【完】ヴァンパイア、かなし
得意のため息をひとつ落とし、この人達には適わないと諦めて、赤嶺先輩の方を向く。


「その手の中で丸まったクリアファイルが楽譜ですか?」


「ああ、これを手配していたら少し遅くなったんだ」


赤嶺先輩の白い手の中に丸まったクリアファイルをするりと持ち出し、楽譜を読んで歌詞と音を頭の中で形成してみる。


コードも難しいものは使っておらず、英語と日本語が入り混じった歌詞は、音符が織り成すとりわけ爽やかな音達に柔らかみをプラスさせているよう。
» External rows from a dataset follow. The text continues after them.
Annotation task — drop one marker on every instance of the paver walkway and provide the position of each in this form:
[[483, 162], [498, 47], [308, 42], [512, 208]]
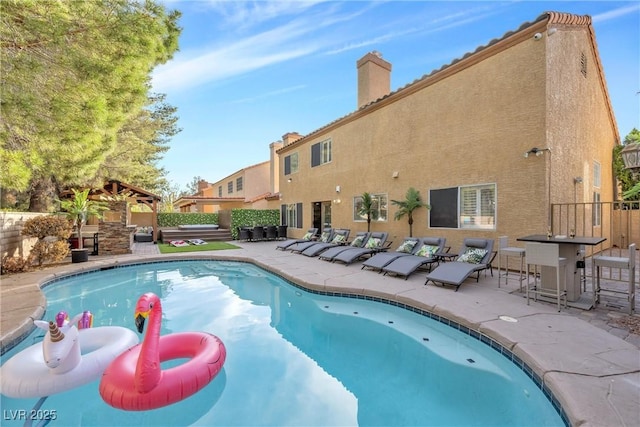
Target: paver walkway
[[591, 363]]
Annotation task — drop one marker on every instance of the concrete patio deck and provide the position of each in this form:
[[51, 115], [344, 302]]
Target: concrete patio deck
[[591, 365]]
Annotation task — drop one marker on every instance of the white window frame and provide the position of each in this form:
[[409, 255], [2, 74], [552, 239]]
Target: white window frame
[[325, 152], [596, 217], [292, 215], [380, 207], [293, 163], [480, 210]]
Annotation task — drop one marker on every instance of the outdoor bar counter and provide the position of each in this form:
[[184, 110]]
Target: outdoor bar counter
[[569, 249]]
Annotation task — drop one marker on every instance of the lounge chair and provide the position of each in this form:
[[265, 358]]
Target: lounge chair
[[340, 237], [307, 237], [474, 256], [409, 246], [426, 255], [377, 242], [326, 236], [197, 242], [359, 241]]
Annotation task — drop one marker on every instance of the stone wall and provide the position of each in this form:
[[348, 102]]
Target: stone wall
[[12, 242], [115, 234]]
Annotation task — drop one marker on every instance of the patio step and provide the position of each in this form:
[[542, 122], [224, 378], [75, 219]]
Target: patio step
[[220, 235]]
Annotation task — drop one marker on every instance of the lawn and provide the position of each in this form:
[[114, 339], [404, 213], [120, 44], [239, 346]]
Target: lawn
[[166, 248]]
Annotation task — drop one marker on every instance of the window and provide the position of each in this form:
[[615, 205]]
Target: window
[[470, 207], [596, 175], [292, 215], [477, 206], [378, 205], [291, 164], [596, 217], [321, 153]]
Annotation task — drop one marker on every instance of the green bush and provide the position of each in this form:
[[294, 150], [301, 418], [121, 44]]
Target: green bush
[[174, 219], [252, 217]]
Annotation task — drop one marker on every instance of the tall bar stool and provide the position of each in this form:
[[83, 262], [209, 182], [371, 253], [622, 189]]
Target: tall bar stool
[[625, 263], [546, 255], [504, 250]]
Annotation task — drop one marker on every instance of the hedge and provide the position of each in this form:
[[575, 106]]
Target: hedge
[[252, 217], [174, 219]]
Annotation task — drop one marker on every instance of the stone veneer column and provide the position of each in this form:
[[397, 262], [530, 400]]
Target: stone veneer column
[[115, 235]]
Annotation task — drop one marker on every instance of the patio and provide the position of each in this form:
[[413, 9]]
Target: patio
[[588, 358]]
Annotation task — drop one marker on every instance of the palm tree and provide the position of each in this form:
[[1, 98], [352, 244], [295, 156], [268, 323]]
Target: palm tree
[[79, 208], [408, 205], [366, 208]]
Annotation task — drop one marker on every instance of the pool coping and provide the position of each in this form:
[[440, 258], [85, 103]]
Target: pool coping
[[596, 391]]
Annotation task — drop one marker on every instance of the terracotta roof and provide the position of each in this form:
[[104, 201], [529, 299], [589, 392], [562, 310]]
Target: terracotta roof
[[259, 197], [471, 58]]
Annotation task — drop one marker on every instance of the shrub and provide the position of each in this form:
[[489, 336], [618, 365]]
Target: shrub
[[15, 264], [52, 251]]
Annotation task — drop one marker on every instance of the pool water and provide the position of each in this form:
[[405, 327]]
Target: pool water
[[294, 358]]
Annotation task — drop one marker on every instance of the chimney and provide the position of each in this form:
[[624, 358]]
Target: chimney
[[202, 184], [290, 137], [374, 78]]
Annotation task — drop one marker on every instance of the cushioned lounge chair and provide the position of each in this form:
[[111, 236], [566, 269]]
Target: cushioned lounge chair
[[377, 242], [426, 255], [307, 237], [359, 241], [340, 238], [474, 256], [325, 236], [409, 246]]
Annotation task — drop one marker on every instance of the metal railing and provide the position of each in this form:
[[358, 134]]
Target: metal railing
[[618, 222]]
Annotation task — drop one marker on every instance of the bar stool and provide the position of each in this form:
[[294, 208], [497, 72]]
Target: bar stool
[[505, 250], [628, 263], [546, 255]]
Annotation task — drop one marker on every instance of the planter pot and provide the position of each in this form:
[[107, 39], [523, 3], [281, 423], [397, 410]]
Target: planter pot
[[79, 255]]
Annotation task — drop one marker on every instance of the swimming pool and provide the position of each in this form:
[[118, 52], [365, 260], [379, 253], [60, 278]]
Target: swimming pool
[[294, 357]]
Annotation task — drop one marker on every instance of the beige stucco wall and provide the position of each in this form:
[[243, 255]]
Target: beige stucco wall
[[468, 124], [578, 129]]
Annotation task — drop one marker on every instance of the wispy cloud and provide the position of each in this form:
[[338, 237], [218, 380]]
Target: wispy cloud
[[330, 29], [249, 13], [244, 55], [268, 94], [616, 13]]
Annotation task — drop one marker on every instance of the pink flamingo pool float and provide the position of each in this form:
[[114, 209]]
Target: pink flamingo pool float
[[135, 381]]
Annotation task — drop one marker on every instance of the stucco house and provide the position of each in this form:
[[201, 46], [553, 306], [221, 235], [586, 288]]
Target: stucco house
[[459, 135], [249, 188]]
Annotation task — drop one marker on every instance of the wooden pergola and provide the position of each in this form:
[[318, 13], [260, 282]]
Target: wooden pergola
[[115, 188]]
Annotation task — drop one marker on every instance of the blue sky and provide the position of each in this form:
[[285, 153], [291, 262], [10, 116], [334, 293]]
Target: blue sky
[[249, 72]]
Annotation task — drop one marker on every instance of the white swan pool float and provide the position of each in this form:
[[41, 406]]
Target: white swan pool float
[[66, 358]]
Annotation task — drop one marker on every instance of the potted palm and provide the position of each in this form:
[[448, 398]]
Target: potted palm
[[366, 208], [78, 209], [406, 207]]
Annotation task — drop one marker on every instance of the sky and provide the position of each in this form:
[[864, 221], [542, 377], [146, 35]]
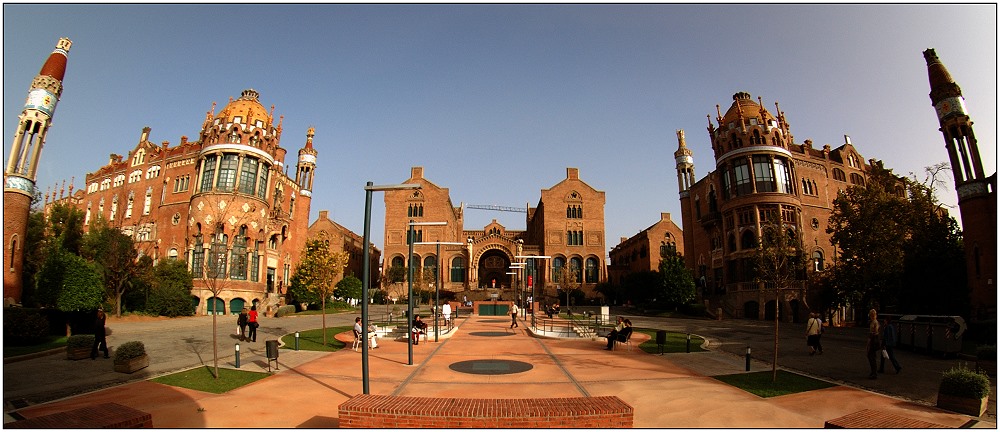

「……初見ですし、ギターは専門ではないのであまり期待しないで下さいね」


わくわくを孕ませた赤嶺先輩と、これから何が起きるのかと興味の感情に染まった満島先輩は、僕の言葉にうんうんと揃って首を二度縦に振るう。この二人の脳神経は繋がっているのではないかと思うくらいに、揃ったその動き。


僕はそんな二人に不思議と溢れる穏やかな感情に口元を緩ませ、鼻から抜ける小さな笑い声をふふと上げ、アコースティックギターのフレッドへと指をかけた。